J. Reeda and A.N. Daviesa,b
aSERC, Sustainable Environment Research Centre, Faculty of Health, Sport and Science, University of Glamorgan, UK,
bDirector, Analytical Laboratory Informatics Solutions
Introduction
Modern bioreactors are an excellent solution to many problems facing our society today. Anaerobic digesters, for example, not only provide a solution for the safe disposal of the mountains of waste and sludge we produce but also have the potential to provide substantial amounts of energy and fertiliser as the end products.1
The waste breakdown means that the solids content is significantly lower at the end of the process and the smells normally associated with sewage sludge are removed. They are also far cheaper to run than the equivalent aerobic digestion solutions such as composting. Recent legislation has also led to a search for other solutions to the disposal of various waste streams other than in landfill or burning.

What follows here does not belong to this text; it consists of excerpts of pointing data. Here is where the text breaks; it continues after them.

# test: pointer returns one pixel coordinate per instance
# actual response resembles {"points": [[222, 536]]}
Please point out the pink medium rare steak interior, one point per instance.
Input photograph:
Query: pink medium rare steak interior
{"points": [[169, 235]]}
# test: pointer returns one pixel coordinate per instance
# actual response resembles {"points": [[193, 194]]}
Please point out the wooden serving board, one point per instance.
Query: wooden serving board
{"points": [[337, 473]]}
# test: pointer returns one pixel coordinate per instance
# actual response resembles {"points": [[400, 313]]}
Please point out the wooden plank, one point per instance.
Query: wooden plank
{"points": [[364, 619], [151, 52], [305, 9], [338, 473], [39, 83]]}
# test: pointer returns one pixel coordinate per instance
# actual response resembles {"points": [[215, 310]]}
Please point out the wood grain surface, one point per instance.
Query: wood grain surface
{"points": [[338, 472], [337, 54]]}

Although the promise of this technology is clear and anaerobic digesters have been widely deployed especially across continental Europe, Mencken’s old adage “There is always an easy solution to every human problem—neat, plausible, and wrong” holds very true here. This issue’s column reports on some recent work by a multi-disciplinary team quantifying the capability of near infrared (NIR) spectroscopy in extensively and successfully getting to grips with the complex problem of optimising anaerobic digestion operation.2 To make their investigation more difficult they ruled out any sort of off-line or near-line pre-treatment of the samples and ran three bioreactors together to obtain data that could be used to see if the underlying data could be used to generate predictive and closed-loop control models that would be generally applicable rather than being restricted to the individual reactors (see Figure 1).
Defining the problem
Anaerobic digestion is, in itself, a complex multi-step process using a combination of bacteria. The reactors studied were single-stage reactors operating in semi-continuous flow mode in which at least four groups of bacteria carry out different tasks and need to be kept in balance. It is the complex equilibrium that the team were interested in measuring and monitoring with a view to assessing the feasibility of implementing more intelligent closed-loop bioreactor control mechanisms.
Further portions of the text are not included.